In Rick’s case, if he and his sons are absolutely sure that the marketplace ultimately will recognize their wisdom and that consumers will want t-shirts that bear a particular idea, they’ll try, and try, and try again until they succeed. And after all of this tenacity, if they still can’t get traction for a particular idea, only then will they jump to something else and put their shoulders behind that.
“I never doubt myself,” Rick says. “And usually, in one way or another, the market ends up validating what I’ve been saying or promoting.”
Rick’s “sticktuitiveness” is especially remarkable considering that Brew City’s typical ideas for t-shirts are the kind that will automatically alienate vast swaths of the marketplace. The cutting-edge subjects of the shirts tend to be “bad-boy” themes like alcohol, sex and decidedly non-politically correct slogans.
His first really controversial idea, for example, came to him in 1998: Why not produce t-shirts like the government-issue ones that prisoners might wear? Or, for that matter, how about making orange jump suits that look exactly like what jailbirds wear into and out of court?
Rick didn’t get any takers when he displayed his jail-wear idea at the national industry trade show, Magic, that year. But the prison-themed gear succeeded so well locally that a man in one of Rick’s jump suits was arrested on a city bus because passengers feared he had escaped from the county jail. Rick got national publicity on that.
And so the Kepplers went to Magic in 1999 with new determination to create a market for their jail-wear. Guess what? Other novelty-apparel companies already had beaten them to the punch and were showing their own jail-wear at the show, before Brew City had a chance to establish its own product line nationally.
From that experience, Rick and his sons took away a conviction that they were pretty good at coming up with t-shirt ideas that resonated with the popular culture – and that they shouldn’t give up on themes that they deemed worthy.
So the next year, they took shirts to Magic that bore the logo “Pabst,” a defunct Milwaukee-brewed brand. At the show, buyers skipped past the Brew City booth. But then after the show, a buyer for Urban Outfitters, the hip apparel retailer, ordered some Pabst shirts. They quickly proved such a big hit in Urban Outfitters stores that Brew City was able to sell the chain “Blatz” and “Schlitz” stuff as well.

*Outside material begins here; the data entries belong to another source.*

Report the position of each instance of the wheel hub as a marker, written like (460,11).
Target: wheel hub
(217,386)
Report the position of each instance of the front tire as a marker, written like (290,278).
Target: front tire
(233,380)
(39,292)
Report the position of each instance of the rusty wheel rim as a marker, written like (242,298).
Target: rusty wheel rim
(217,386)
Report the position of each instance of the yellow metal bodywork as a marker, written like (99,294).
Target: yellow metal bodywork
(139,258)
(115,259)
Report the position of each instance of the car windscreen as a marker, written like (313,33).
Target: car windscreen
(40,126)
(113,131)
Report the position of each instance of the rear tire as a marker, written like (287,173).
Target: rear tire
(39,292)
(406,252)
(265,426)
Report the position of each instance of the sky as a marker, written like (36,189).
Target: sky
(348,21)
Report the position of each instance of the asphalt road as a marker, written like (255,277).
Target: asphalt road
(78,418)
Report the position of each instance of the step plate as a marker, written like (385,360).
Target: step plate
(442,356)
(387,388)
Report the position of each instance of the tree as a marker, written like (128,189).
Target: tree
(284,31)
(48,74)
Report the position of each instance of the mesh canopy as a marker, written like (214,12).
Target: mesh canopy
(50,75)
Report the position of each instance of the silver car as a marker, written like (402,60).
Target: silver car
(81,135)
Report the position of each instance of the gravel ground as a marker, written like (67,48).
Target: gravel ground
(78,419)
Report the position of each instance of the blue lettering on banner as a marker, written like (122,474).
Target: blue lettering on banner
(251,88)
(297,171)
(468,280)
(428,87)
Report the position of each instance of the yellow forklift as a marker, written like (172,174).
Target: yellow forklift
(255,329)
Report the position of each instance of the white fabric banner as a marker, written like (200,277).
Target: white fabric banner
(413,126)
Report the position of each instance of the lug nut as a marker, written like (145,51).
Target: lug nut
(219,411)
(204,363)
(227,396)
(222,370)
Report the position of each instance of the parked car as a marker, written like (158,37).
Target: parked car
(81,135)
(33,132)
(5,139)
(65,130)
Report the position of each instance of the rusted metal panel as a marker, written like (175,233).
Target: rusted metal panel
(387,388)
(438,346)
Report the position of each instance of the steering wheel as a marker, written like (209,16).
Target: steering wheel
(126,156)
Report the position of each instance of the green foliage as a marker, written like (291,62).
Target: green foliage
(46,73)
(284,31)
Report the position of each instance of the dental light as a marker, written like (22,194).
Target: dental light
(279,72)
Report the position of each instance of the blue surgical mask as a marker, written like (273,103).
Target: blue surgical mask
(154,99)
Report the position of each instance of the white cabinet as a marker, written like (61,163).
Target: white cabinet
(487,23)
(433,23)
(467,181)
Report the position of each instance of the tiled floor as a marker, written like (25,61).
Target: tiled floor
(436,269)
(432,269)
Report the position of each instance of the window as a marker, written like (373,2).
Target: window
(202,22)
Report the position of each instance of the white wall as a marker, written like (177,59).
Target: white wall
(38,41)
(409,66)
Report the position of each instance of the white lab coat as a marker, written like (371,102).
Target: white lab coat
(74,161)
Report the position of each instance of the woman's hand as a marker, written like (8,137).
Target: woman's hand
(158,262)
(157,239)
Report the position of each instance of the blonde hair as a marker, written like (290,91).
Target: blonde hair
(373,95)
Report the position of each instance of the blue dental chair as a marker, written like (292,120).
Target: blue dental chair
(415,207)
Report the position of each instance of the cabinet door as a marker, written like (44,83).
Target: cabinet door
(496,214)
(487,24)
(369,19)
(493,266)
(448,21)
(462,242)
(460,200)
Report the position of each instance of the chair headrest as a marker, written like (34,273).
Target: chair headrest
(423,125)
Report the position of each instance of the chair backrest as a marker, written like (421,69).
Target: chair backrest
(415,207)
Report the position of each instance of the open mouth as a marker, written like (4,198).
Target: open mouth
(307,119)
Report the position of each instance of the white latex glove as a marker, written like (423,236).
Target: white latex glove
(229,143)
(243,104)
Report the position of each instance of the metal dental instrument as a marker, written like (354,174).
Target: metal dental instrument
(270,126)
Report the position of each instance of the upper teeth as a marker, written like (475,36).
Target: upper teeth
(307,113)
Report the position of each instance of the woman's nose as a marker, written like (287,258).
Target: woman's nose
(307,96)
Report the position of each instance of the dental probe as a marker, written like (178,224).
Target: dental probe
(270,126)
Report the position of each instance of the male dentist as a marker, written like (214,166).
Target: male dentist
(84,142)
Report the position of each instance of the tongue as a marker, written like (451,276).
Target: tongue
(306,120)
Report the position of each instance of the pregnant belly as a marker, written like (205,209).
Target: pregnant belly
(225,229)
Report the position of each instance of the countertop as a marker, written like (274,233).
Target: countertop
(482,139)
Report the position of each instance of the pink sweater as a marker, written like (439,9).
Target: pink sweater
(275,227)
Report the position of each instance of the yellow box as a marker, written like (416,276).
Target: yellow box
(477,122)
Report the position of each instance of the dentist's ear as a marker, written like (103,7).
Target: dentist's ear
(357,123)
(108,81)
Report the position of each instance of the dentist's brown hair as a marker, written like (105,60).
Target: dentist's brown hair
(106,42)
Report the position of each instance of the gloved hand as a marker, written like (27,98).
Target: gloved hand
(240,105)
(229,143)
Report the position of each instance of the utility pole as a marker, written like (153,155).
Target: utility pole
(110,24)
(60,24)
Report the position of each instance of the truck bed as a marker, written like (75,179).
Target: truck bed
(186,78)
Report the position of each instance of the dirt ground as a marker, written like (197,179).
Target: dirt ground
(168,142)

“Suddenly, almost every single retailer who had turned us down started calling us,” Rick says.
Nowadays, Rick doesn’t get flustered at all when a theme his company has concocted doesn’t take off immediately. They still come up with some clunkers, such as a complete line of t-shirts for “teams” in a mythical, nationwide “Rollergirl” league similar to that in the like-named reality-TV show; the show tanked, and so did the shirts.
But they have found great success through Urban Outfitters with their Sensitive Guy theme, and even with licensed merchandise that bears the Trojan condom brand. “It doesn’t have to be dirty,” he says. “The ideas just have to be clever.”

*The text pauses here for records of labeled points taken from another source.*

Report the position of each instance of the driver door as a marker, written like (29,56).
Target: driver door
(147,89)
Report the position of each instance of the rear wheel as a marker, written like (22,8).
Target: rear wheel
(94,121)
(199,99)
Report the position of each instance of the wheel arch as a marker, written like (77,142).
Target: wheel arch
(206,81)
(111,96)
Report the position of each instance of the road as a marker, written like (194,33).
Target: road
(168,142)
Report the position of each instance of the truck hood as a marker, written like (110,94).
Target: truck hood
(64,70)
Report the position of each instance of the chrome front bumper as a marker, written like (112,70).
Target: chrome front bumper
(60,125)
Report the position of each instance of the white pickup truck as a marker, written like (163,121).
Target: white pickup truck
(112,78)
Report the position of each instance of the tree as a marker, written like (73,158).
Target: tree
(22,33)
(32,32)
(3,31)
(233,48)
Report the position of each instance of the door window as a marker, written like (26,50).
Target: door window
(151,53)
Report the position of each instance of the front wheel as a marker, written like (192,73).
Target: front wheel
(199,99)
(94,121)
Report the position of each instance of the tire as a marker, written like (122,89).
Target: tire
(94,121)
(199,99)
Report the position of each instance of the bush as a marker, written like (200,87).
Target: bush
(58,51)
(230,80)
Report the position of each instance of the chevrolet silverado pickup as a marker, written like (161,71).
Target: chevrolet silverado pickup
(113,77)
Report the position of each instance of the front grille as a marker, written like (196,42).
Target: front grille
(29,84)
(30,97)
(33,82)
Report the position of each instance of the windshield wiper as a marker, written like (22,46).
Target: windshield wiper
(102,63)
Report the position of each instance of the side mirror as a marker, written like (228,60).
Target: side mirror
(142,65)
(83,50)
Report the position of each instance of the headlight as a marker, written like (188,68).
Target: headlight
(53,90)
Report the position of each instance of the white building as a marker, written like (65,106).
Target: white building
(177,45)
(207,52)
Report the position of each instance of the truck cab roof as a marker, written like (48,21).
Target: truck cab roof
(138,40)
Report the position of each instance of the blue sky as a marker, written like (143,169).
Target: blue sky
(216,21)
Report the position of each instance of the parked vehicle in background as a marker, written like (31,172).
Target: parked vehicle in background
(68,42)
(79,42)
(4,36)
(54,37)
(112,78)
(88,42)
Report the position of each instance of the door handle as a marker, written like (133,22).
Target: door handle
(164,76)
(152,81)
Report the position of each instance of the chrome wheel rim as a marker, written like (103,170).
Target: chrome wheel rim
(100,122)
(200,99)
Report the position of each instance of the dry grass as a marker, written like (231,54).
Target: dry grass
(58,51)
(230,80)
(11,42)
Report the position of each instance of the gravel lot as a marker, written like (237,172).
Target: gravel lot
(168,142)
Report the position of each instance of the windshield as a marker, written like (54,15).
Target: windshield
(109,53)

And now, Rick is looking for some politically charged issues to exploit with t-shirts. “Right now, I’d love a good tagline that has to do with Mexican immigration to America – without being offensive to either side,” he says. “If I do, I’ll sell a lot of them.”
From the perspective of 20 years as a small-time retailer, Rick is finally souring on having his own Brew City outlets. However, he’s very bullish about expanding his wholesale business.
“Retail isn’t a good place to be right now because mall-startup stores are having a hard time,” Rick says. “Rents have skyrocketed. Meanwhile, there are a variety of other places that people can go to buy things, like the internet. And [retail] will get a lot worse before it will ever get better.”